Hello Hels, Today many countries are examining their military histories and deciding that many sorts of people were patriotic enough to want to fight for or with their country, and individually and together formed important parts of the fighting forces. I just was reading the autobiography of conductor Walter Damrosch who was born in Germany but who became such a patriotic American that in WWI he worked tirelessly for the Allies. Also, my uncles were born in Eastern Europe, but in WWII all entered the U.S. Army. Especially for Jews, fighting for the Allied cause was the most natural response.
--Jim

Hels said...

Andrew

so many Russians came to Australia before and after WW1, because Russia was being torn apart by the Russian-Japanese War, the 1905 Revolution and the February Revolution in 1917. They were hard working migrants who had suffered under the Czars and had suffered under compulsory military service at home.

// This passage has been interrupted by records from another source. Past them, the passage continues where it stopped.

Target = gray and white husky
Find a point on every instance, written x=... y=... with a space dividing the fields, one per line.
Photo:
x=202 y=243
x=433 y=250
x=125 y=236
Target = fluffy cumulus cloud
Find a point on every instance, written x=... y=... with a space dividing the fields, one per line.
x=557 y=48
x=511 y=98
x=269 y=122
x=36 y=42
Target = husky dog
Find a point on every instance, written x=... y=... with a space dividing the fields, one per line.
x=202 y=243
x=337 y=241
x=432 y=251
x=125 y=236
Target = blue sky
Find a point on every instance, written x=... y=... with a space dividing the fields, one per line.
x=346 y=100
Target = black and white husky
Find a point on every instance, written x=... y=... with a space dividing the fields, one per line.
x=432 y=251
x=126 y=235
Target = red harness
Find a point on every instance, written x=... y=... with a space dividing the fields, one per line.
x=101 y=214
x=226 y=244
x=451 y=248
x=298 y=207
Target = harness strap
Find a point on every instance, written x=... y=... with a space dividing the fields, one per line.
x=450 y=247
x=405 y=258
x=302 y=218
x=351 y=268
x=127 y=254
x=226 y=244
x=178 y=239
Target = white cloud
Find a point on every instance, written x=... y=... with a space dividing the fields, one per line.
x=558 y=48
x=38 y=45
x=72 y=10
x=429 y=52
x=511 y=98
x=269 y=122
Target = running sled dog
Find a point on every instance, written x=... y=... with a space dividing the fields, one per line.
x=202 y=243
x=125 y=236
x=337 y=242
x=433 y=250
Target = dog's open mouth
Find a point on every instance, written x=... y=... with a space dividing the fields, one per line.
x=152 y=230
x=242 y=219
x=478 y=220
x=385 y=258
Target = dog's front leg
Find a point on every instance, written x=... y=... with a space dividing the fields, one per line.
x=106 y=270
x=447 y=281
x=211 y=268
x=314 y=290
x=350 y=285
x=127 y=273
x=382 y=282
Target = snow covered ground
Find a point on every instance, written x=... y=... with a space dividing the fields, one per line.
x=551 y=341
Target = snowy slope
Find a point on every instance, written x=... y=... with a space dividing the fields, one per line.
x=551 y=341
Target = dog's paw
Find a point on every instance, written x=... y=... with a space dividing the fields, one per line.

By 1914, some 12,000 people from the Russian empire came (mainly) to Melbourne, keen to be decently paid and attracted by Australia's democracy and social mobility. They integrated well and became very loyal to their new country, as we saw in the blog post.

Hels said...

Parnassus

I think that if new migrants were grateful to the countries that gave them a safe haven and new opportunities for their families, they became excellent citizens. Since Australia didn't have _mandatory conscription_ in WW1, I was quite surprised to see young men from abroad quickly _volunteer_ to join the Australian army.

Re your conductor Walter Damrosch example, I wonder if the process worked in both directions. British Prince Charles Edward's father was Prince Leopold, son of Queen Victoria. He was sent involuntarily to Germany many years before WW1, married happily, and learned to love his new country. When the war broke out in 1914, he proudly accepted a commission as a general in the German Army.